“I went from strength to strength playing in many sports teams at school and travelling to many places across the world”
Hello, my name is Sarah, and this is my Transplant Story…
It was September 2014, I was 32 and I had just given birth a month before – a baby boy. He was my second son, and this completed my little family. Only a few weeks later, I found myself back in hospital. This wasn’t uncommon as I’d spent a lot of time in and out of hospital during the pregnancy with an infection. It hadn’t been made clear what the infection was or why it kept coming back but, after some antibiotics, it would go away again for a couple of weeks before returning again, and then again.
This particular night I was about to say goodbye to my mum and husband who had been visiting me in the hospital when the doctor walked in. In conversation, he said, “We’ll have to start thinking more seriously now about the transplant”.
“Transplant?” I replied. “What transplant?!”. And, that’s how I found out that I needed a new liver.
I was born with Biliary Atresia. I was lucky enough to have had Kasai surgery before I was 4 weeks old (the cut-off point for the Kasai procedure to be successful). I went from strength to strength playing in many sports teams at school and travelling to many places across the world for my job without concern. I developed Oesophageal varices in my teenage years but largely, I assumed the Kasai surgery had solved the issue I’d had at birth. Never had I thought that I’d need a liver transplant!
It transpired that the infection problem was “cholangitis” – a reoccurring liver infection. Apparently sometimes this goes away naturally but it was clear that for me, my liver was too damaged now and the infection was only ever going to keep coming back. The only solution was a liver transplant. With a newborn baby in my arms and a 2-year old at home, I felt my world had just collapsed. How was I going to cope?!
I was deemed poorly enough (via my UKELD score) to be finally put on the transplant waiting list in July 2015. I spent most of 2015 in and out of Addenbrooke’s. Without family living nearby, and a husband who worked long hours in London, this proved tricky.

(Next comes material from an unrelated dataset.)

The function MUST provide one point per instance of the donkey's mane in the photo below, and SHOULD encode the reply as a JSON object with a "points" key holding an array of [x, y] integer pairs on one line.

Looking back, it was a really hard time but I was determined that I would maintain a positive attitude for my boys and hold on to the hope that one day, I’d get my gift of a new liver and see them grow up. 2016 passed by with more hospital admissions and towards the end of 2016, I started suffering with encephalopathy. The first sign of this had been when I drove to Tesco one day, walked into the shop and stopped in the shop doorway questioning where I was and why I was there. It was a frightening feeling of confusion. I was able to remind myself that it was the supermarket, but I couldn’t remember why I had gone there. I felt very confused and just walked straight back to the car and drove home. I knew things were getting worse at that stage.
Then, late one Saturday night in early 2017, my phone call came. They had found a matching liver for me. The feeling when receiving that call is hard to describe. It was overwhelming to know that my life was about to be saved but equally it was overwhelmingly sad to know that someone had passed away in order for me to continue my life.
I arrived at the hospital at 2am and had my transplant about 10am. I spent 2 weeks in hospital after my transplant. Initially, my body rejected the liver. I was 34 and relatively fit and healthy which the doctors said was the likely causes of rejection. It was all sorted with some steroids and once my body started to respond to the medications, my recovery was smooth.
It’s impossible to explain feelings of being grateful for a transplant. It is wonderful. I wrote to my donor family and thanked them for their decision. It took many months and many drafts to write that letter but eventually, I realised that what mattered the most was making the effort to say “Thank you” at all. I would always encourage other recipients to do the same.